SANTA MARIA, Brazil — Pablo Bizzi Mahmud might have died in the fire that tore through Kiss nightclub on Sunday morning, but the 20-year-old chose not to go. It turned out to be a fateful decision: 10 of his friends were among the 234 who died as flames and smoke engulfed the club before dawn.
When asked if any of his friends survived that night he said no. "They were all killed," he said as he walked through the streets of his hometown, Santa Maria.
Mahmud's closest friend made it out but then went back in to help. He lost his life trying to rescue others. Another friend was taken to the hospital with serious injuries. He also perished.
Mahmud has never protested before but on Tuesday he led a march of around 1,000 people through Santa Maria to the mayor's office.
"Justice!" the protesters chanted in Portuguese.
"Police, government, give us justice!" Mahmud shouted to the crowd through a megaphone, his determination driven by his duty to the friends he lost.
Many on the march were friends of the the mostly young people who died in the blaze.
Barbara Henriquez, 28, and Natalia Isaia, 30, knew five who died. They said they had many questions and few answers.
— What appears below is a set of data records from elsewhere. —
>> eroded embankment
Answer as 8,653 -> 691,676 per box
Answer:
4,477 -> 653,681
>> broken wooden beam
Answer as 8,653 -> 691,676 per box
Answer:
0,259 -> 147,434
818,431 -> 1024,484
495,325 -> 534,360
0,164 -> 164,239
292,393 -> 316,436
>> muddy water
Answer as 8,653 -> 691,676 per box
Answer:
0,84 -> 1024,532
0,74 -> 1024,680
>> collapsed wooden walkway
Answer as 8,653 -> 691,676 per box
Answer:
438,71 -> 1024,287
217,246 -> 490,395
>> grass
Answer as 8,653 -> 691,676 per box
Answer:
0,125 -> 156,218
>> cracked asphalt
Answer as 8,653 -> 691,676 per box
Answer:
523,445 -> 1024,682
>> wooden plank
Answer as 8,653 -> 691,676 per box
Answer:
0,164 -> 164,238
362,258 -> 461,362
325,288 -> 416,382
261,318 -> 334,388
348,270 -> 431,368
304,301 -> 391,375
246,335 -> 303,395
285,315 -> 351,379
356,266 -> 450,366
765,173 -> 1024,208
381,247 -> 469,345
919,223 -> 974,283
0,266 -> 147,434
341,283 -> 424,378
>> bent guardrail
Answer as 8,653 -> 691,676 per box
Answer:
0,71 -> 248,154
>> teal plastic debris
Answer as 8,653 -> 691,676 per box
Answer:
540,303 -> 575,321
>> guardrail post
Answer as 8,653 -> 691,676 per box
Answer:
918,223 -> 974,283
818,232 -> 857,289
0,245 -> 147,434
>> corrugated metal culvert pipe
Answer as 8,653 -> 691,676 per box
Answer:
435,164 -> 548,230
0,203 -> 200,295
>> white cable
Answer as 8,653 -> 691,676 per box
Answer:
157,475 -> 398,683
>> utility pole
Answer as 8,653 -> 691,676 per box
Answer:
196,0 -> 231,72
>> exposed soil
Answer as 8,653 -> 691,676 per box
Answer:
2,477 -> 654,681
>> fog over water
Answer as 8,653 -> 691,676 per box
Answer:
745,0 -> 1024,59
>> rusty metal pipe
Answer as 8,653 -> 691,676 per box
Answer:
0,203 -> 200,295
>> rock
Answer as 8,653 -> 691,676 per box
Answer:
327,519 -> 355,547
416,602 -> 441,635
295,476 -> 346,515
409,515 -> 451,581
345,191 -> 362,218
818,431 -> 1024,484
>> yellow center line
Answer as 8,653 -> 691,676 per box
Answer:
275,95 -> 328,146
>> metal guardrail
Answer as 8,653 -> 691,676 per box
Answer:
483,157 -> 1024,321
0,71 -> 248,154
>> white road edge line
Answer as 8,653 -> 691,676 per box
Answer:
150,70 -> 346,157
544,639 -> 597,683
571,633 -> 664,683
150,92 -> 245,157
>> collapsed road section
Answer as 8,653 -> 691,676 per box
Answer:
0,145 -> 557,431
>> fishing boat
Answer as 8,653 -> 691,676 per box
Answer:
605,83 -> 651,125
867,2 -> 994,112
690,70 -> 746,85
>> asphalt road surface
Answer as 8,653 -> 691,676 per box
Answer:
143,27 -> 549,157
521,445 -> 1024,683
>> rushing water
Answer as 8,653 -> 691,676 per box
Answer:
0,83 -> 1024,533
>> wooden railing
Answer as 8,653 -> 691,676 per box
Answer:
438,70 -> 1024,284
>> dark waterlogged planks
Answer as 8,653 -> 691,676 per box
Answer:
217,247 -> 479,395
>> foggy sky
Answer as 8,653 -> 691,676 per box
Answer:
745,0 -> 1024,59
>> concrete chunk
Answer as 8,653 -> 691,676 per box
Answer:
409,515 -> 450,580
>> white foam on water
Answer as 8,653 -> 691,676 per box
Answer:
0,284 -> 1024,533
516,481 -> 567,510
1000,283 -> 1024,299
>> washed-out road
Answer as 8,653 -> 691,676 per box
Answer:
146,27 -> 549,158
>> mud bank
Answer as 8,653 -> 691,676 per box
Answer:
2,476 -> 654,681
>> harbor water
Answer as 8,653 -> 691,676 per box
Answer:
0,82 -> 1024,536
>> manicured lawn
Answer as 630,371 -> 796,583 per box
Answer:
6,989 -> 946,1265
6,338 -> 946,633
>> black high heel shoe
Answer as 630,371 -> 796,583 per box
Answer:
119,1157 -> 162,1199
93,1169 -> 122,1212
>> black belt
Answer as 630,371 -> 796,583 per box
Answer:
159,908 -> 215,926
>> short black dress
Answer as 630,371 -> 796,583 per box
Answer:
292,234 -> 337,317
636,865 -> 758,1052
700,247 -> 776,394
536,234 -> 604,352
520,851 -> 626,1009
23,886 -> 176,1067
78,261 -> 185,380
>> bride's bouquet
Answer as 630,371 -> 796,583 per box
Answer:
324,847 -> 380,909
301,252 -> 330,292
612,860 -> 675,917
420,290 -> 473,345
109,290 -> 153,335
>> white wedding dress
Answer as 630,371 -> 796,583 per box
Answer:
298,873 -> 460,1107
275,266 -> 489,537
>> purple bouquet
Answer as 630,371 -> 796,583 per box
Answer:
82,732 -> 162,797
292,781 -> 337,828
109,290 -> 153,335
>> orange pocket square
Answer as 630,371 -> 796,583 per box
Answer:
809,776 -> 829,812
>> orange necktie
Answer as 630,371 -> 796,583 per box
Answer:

"Brazil doesn't do anything about it," said protester Mariana Barros, 22. "It takes a long time to do anything. We can't wait 10 years — we need it now."
According to local fire chief Moises Fuchs, it's the laws that need to change, and fast. Brazil is hosting both the World Cup soccer tournament next year and the 2016 Olympics.
"We need stronger reforms on our safety regulations," Fuchs said.
Questions for investigators include why there was no sprinkler system, no fire alarm and only one way out.
Police now believe a flare used during a live music performance inside the club was intended for outdoor use only and may have started the blaze. It is also feared that toxins in the smoke included cyanide and dioxin, making it all the more deadly.
These are all issues the young people of Santa Maria want addressed.
As the march slowed, Mahmud handed the megaphone to another protester and listened. Overwhelmed, he buried his face in the shoulder of a friend.